Какой бы могла быть притча о человеке, который должен благодарить Бога за каждый день своей жизни, чтобы продлевать ее так, день за днем? Это должен быть, наверное, человек, который ходит и всех просит: помолитесь обо мне, и ничего больше не говорит. Нет, все проще, даже лечение физической болезни требует смирения и веры, иначе оно бессмысленно. Думал, понимал… Копаться в своей душе — занятие неудачников. И вот ничего не получается. Даже, когда, кажется, получилось — все понять. Даже тогда. Окна палаты смотрят на пустой больничный двор… Серое асфальтовое дно. Выше — только небо. Похоже на амфитеатр, где должно начаться представление, какая-нибудь Эсхилова трагедия, и места в котором — это окна семиэтажного больничного корпуса, из которых смотрят на мир его обитатели. Но приглядишься — и увидишь, что кругом притаились еще сотни зрителей: с крыш нависают гирлянды голубей. Самые удобные, как если бы в партере, на деревьях, захватило с десяток очень важных ворон. Переносятся с места на место в ожидании чего-то суетливые воробьи. Картинка оживала три раза в день, в одно и то же время, как будто и начинался спектакль… После завтрака, обеда, ужина на дно больничного колодца сыпали остатки хлеба почти из каждого окна. Птицы срывались вниз и заполоняли место кормежки. В давке хватали хлеб — и вороны, и голуби, и воробьи… Хаос царил минут десять, а потом только одинокие воробушки сновали в поисках хоть каких-то крошек. Кончалась надежда — и даже эта суета прекращалась. Снова воцарялось безжалостное спокойное ожидание. Он лежал в палате… Четыре койки — и вся освобождена для него одного. Но пустующие койки угнетали. Отдельная душевая с отдельным унитазом. Телевизор. Холодильник. Окна с жалюзи. Кондиционер. В душевой заведующая разрешила потихоньку курить. Саша купила освежитель воздуха. В палате пахло поэтому, к удивлению медсестер, чем-то цветочным. В отделении — ни души. Прятались в своих палатах, в назначенное время выстраиваясь у окошка за едой. Если вставал с койки, то подходил к окну… И еще можно было увидеть, как въезжают на больничную территорию катафалки. Туда шли люди с цветами. Выглядели празднично, ведь букетики дарят не от горя. Вот заблудились, наверное — растерялись… Морг находился где-то за их корпусом. Спросил у медсестры, когда получал, лежа на койке, очередной укол: “Что-то часто у вас умирают, лечат плохо?”. “Что вы… У нас же раковые кругом… Это раковый корпус… Поработала я в урологии, вот над нами!”.

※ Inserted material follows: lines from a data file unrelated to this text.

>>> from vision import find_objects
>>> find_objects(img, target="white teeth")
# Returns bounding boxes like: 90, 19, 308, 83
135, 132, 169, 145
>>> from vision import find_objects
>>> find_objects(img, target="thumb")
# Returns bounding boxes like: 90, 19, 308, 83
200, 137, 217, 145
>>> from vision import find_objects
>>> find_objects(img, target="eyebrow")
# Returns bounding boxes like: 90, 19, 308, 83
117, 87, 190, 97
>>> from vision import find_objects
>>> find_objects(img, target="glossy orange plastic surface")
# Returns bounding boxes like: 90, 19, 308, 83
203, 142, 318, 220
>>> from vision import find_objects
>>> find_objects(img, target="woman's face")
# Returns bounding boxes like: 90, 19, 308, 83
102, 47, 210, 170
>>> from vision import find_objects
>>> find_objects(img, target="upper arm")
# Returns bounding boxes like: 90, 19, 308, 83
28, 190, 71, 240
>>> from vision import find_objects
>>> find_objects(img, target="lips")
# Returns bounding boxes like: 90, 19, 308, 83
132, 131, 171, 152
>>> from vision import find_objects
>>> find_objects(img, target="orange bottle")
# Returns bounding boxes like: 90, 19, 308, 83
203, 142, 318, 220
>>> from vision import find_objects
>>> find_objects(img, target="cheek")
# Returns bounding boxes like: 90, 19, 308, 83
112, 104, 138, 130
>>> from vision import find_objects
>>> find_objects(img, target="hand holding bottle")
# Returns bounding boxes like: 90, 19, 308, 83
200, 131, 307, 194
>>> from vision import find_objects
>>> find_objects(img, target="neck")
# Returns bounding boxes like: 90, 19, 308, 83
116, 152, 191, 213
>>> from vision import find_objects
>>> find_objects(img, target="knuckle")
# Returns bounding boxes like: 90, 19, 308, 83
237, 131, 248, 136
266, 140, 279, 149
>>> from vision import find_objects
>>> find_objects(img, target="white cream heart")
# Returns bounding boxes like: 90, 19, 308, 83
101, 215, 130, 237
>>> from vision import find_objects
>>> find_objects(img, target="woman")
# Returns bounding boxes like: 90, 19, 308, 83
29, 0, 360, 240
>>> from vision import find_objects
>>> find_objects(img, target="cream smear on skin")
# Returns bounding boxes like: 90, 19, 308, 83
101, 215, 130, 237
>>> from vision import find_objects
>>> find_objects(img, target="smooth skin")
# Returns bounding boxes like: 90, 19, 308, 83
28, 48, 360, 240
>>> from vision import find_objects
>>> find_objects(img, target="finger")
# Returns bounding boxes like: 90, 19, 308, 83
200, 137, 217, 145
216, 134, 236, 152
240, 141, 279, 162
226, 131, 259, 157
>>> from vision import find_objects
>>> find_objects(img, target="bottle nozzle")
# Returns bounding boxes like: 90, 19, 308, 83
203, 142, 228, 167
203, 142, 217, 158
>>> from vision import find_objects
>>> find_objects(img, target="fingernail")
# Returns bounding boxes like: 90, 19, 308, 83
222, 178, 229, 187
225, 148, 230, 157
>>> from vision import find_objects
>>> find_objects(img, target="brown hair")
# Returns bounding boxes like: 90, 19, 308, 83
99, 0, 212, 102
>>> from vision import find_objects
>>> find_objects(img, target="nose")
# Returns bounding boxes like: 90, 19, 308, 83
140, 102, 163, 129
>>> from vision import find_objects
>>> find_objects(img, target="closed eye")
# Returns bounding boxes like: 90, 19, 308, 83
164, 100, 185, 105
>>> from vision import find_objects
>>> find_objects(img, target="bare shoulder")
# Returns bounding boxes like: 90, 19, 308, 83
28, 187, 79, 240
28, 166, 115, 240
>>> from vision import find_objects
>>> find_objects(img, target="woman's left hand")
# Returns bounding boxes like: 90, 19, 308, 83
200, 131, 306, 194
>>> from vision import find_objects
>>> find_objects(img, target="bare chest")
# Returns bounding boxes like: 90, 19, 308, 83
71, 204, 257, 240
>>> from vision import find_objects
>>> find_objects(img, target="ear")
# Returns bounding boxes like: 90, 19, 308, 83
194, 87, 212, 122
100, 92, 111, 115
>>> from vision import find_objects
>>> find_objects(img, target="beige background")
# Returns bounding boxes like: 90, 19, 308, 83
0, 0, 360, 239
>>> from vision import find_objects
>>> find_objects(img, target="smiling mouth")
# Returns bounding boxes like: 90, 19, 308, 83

До этого раздражал парень — все время выпрашивал добавку. Съел кашу на завтрак — просил еще каши… Съел борщ на обед — еще борща… Казался нагловатым и прожорливым, как тот… Все ему было мало. Мало, мало… Задерживал очередь, брал хлеба и белого и черного по пять, шесть кусков — и все съедал, тут же, не отходя от раздаточного окошка. Оказалось, и у парня рак. Из этого человека уходит жизнь, пожирают клетки раковые день ото дня, а он с каждым днем испытывает почему-то все более сильное чувство голода — ест, ест, ест, только вот борщи, каши… Ест, но не наедается, как будто уже и не может. Спросил, как его зовут… “Боря”. Стал молиться за Борю. Говорил про себя: “Господи, пусть Боря не умрет”. И утром, когда раздавали завтрак, видя его: “Здравствуй, Боря”. И на обеде… И на ужине… Вдруг тот сам подошел. Заговорил смущенно — и очень серьезно. Волнуясь. “Мне сказали, вы курите. Вы не могли мне дать одну сигарету? Это для мамы. Она очень хочет покурить”.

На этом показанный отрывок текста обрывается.